You can now run the “File Upload Simulation” with a simple Java application:
public static void main(String ... args) {
Simulation.create(PROPS, RhinoDSL.class).start();
}
The framework will then generate the load according to the DSL.
Load DSL is extensible
Rhino DSL framework is extensible. In addition to the specs which framework provides for you, by the way, you can easily add new spec types and materializers thereof to extend the DSL framework. A spec materializer is a component which takes spec instances as input and creates reactive components.
Simulations might have one or more Dsl methods and each DSL method comprises a set of runner methods. Runner methods takes the Spec instances as parameters and materializes them by using spec materializers.
Let’s have a look at an example spec, SomeSpec which is the spec for executing arbitrary code:
public interface SomeSpec extends Spec {
Spec as(Function<UserSession, String> function);
Function<UserSession, String> getFunction();
}
as() method takes an argument of Function<UserSession, String> which is run by the enclosing runner. The Spec implementation is just a simple builder:
public class SomeSpecImpl extends AbstractSpec implements SomeSpec {
private Function<UserSession, String> function;
public SomeSpecImpl(final String measurement) {
super(Objects.requireNonNull(measurement));
}
@Override
public Spec as(final Function<UserSession, String> function) {
this.function = Objects.requireNonNull(function);
return this;
}
@Override
public Function<UserSession, String> getFunction() {
return function;
}
}
as Spec instances are holding the information which is needed in materialization process, materializers take the information conveyed by specs and transform them into reactive components. A simple materializer which takes the Spec instance and produces a Mono:
public class SomeSpecMaterializer implements SpecMaterializer<SomeSpec, UserSession> {
@Override
public Mono<UserSession> materialize(SomeSpec spec, UserSession userSession) {
return Mono.just(userSession)
.flatMap(session -> Mono.fromCallable(() -> {
var status = spec.getFunction().apply(session);
return session;
}));
}
}
I hid some details about performance measurement in the implementation to keep the example simple. If you want to throw a look into the full implementation of SomeSpecMaterializer, please follow the link.

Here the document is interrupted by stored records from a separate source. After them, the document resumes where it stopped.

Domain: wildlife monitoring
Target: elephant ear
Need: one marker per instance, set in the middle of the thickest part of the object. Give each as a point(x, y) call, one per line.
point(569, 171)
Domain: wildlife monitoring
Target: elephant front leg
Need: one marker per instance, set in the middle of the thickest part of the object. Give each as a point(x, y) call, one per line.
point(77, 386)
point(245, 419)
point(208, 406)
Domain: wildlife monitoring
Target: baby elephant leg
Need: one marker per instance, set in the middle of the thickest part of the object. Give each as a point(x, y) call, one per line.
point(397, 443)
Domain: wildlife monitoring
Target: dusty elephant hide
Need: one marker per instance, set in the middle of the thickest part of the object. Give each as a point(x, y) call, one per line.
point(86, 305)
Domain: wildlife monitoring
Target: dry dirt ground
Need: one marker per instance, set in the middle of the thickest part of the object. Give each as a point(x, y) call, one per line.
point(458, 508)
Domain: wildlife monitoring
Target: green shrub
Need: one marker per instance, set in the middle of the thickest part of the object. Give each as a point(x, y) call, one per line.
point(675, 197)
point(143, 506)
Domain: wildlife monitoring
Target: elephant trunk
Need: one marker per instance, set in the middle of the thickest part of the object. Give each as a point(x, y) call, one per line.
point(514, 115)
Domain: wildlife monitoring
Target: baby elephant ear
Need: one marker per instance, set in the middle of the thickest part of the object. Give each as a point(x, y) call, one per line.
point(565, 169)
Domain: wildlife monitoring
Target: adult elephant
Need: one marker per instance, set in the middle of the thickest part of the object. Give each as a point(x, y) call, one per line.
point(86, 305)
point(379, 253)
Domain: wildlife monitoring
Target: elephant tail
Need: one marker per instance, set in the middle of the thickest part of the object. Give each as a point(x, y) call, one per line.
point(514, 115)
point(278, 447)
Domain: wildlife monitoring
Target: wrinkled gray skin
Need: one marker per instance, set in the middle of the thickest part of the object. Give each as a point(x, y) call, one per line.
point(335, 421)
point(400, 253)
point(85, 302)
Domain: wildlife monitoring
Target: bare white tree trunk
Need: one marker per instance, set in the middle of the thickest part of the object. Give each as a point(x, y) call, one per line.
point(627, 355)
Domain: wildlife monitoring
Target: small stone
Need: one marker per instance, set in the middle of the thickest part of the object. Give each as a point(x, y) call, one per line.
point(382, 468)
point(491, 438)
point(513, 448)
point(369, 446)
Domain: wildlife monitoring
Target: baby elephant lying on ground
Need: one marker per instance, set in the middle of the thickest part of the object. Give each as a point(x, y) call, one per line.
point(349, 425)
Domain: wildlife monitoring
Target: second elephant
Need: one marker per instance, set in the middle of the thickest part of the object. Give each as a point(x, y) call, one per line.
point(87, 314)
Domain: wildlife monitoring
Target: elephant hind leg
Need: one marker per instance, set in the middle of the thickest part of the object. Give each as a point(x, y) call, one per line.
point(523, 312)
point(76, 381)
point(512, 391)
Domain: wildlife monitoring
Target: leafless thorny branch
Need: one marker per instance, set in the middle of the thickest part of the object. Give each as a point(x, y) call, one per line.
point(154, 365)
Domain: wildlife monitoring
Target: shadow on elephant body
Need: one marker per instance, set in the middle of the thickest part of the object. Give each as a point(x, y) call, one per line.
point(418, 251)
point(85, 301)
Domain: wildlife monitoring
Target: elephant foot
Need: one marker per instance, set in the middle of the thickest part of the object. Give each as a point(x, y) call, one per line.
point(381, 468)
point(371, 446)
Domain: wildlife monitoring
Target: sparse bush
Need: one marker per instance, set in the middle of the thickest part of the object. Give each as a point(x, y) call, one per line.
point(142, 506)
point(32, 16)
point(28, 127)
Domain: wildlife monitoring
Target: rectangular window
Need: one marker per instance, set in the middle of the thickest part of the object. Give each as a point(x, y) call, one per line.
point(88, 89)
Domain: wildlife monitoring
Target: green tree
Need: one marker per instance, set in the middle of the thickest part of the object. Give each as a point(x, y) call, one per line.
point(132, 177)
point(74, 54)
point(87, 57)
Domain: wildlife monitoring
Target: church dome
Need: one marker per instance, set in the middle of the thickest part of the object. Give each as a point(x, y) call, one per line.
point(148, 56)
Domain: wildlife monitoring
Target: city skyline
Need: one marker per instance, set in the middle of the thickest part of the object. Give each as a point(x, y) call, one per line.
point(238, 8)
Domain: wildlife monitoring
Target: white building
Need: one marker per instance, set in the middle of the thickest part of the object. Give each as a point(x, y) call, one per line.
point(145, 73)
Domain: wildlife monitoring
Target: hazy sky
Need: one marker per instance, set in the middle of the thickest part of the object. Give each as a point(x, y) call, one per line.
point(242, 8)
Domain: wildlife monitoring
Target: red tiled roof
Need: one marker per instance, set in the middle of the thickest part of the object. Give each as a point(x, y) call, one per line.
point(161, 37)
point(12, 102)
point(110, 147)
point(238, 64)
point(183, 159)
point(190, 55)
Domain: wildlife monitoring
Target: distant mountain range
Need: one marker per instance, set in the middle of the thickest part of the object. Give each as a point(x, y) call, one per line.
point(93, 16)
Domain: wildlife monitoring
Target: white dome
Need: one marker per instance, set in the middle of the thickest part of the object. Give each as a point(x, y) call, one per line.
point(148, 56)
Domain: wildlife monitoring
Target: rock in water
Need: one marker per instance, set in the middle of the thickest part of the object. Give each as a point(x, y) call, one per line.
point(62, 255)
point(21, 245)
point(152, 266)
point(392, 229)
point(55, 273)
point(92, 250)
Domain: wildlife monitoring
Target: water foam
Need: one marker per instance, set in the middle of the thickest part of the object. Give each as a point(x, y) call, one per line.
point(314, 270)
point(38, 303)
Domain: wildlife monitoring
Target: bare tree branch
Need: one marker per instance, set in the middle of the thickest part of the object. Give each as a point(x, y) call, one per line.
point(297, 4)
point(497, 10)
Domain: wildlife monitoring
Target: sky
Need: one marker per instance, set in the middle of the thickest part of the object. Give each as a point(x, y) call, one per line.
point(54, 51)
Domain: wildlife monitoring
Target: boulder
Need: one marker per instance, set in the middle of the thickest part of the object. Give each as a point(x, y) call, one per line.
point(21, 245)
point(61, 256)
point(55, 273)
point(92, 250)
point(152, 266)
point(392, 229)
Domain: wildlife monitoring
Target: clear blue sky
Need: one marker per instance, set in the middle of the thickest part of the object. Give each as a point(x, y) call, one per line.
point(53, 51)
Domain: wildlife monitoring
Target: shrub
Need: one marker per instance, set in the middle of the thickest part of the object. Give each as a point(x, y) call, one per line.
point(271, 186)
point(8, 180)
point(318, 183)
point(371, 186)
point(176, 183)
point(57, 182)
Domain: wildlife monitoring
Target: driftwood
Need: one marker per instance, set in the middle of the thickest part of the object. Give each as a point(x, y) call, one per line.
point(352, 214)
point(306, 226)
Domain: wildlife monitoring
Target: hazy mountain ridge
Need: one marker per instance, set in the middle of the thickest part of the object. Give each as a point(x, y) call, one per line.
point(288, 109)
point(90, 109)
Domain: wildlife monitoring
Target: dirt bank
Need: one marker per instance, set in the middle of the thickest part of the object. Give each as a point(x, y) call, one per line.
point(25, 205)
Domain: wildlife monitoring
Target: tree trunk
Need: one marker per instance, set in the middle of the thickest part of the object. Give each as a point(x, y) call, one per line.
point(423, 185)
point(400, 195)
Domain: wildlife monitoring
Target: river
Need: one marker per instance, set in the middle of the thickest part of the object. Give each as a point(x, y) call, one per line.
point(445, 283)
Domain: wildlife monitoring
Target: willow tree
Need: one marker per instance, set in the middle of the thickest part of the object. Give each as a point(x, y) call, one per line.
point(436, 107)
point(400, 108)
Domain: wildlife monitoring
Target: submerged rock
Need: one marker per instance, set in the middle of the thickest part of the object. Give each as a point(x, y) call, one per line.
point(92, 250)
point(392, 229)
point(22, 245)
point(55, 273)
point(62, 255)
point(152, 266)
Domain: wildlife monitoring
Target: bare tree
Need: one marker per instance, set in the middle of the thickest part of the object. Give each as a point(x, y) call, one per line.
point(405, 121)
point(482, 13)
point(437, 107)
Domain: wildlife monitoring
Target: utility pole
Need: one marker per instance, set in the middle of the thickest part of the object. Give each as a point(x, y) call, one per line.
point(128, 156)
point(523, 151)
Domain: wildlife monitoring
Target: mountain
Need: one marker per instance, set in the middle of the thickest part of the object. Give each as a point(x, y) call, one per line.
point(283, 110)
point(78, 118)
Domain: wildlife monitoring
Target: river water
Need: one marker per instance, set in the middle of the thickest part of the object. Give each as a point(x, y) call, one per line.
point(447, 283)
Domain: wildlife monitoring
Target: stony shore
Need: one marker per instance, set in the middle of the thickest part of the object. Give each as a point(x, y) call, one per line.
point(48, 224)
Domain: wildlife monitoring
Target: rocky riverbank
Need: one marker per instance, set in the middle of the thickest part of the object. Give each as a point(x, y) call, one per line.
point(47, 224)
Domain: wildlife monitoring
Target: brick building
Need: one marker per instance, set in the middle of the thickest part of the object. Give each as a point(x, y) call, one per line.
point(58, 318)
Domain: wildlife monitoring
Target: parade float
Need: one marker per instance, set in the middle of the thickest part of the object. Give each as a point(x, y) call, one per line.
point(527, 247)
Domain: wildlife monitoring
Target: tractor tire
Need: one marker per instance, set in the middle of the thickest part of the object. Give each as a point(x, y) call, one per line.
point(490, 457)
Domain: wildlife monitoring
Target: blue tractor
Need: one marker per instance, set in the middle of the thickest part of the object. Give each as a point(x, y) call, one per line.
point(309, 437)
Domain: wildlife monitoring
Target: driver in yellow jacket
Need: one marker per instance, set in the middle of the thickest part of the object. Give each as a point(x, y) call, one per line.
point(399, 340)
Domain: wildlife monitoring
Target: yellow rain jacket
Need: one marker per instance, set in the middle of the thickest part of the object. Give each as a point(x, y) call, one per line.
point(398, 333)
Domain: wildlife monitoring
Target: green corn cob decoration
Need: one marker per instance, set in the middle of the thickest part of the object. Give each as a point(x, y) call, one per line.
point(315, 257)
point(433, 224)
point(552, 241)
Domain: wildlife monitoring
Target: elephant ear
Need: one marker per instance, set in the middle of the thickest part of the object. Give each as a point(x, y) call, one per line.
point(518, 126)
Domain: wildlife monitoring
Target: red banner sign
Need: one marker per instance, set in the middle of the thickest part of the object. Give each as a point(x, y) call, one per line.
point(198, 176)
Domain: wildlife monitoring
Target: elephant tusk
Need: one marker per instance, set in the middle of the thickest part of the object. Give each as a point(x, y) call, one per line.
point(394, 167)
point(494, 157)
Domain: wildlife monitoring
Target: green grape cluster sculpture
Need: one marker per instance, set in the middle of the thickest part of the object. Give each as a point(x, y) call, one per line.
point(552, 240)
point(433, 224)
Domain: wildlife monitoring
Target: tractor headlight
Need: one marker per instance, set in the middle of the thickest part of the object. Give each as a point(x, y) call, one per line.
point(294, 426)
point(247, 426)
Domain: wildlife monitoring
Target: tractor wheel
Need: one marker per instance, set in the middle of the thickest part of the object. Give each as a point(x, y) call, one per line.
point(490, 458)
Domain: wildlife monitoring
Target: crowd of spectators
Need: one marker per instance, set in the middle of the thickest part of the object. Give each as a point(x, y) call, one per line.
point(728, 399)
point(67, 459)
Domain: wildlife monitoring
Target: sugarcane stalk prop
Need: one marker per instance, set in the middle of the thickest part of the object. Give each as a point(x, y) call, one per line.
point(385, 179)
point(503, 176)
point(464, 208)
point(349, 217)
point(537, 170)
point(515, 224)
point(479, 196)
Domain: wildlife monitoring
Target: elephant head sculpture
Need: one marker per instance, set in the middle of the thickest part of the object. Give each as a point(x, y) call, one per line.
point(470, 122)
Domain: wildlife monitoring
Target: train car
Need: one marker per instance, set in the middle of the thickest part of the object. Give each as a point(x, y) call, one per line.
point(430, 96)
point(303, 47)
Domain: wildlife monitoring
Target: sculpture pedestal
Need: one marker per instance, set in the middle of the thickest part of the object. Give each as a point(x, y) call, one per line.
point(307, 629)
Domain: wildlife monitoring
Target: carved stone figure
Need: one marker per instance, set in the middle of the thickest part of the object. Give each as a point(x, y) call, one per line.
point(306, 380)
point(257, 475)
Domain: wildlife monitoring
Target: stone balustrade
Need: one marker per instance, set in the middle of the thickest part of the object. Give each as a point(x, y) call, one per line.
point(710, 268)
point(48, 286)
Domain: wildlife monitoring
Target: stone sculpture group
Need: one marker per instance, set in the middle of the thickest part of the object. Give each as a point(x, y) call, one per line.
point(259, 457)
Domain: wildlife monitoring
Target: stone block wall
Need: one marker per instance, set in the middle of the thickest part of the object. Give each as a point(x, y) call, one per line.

Now, you can use your new spec in the DSL:
@Dsl(name = "Some")
public LoadDsl singleTestDsl() {
return Start.dsl()
.run(some("test") ❶
.as(session -> { ❷
session.add("say", "hello world");
return "OK";
}))
.saveTo("result");
}
}
some() method ❶ is just a static factory which creates a new SomeSpecImpl intance for convenience. SomeSpec function takes a session object ❷ as parameter. Sessions are contextual objects to store data. For more information about sessions, please follow the link. That’s it. You have just created your first functional Spec component.
Wrap-up
Load DSL is the domain specific language to implement load and performance tests in Rhino. DSL declares how synthetic load is to be generated whereas the scenario methods contain actual implementation of the load generation process. Load DSL is extensible. You can add your own specs and materializers to create new operations. Furthermore, using Load DSL comes at a price. If your tests are getting more complex, your DSL methods will get longer and readability may suffer from long chained method calls. So, you might prefer to use the Scenario mode, instead.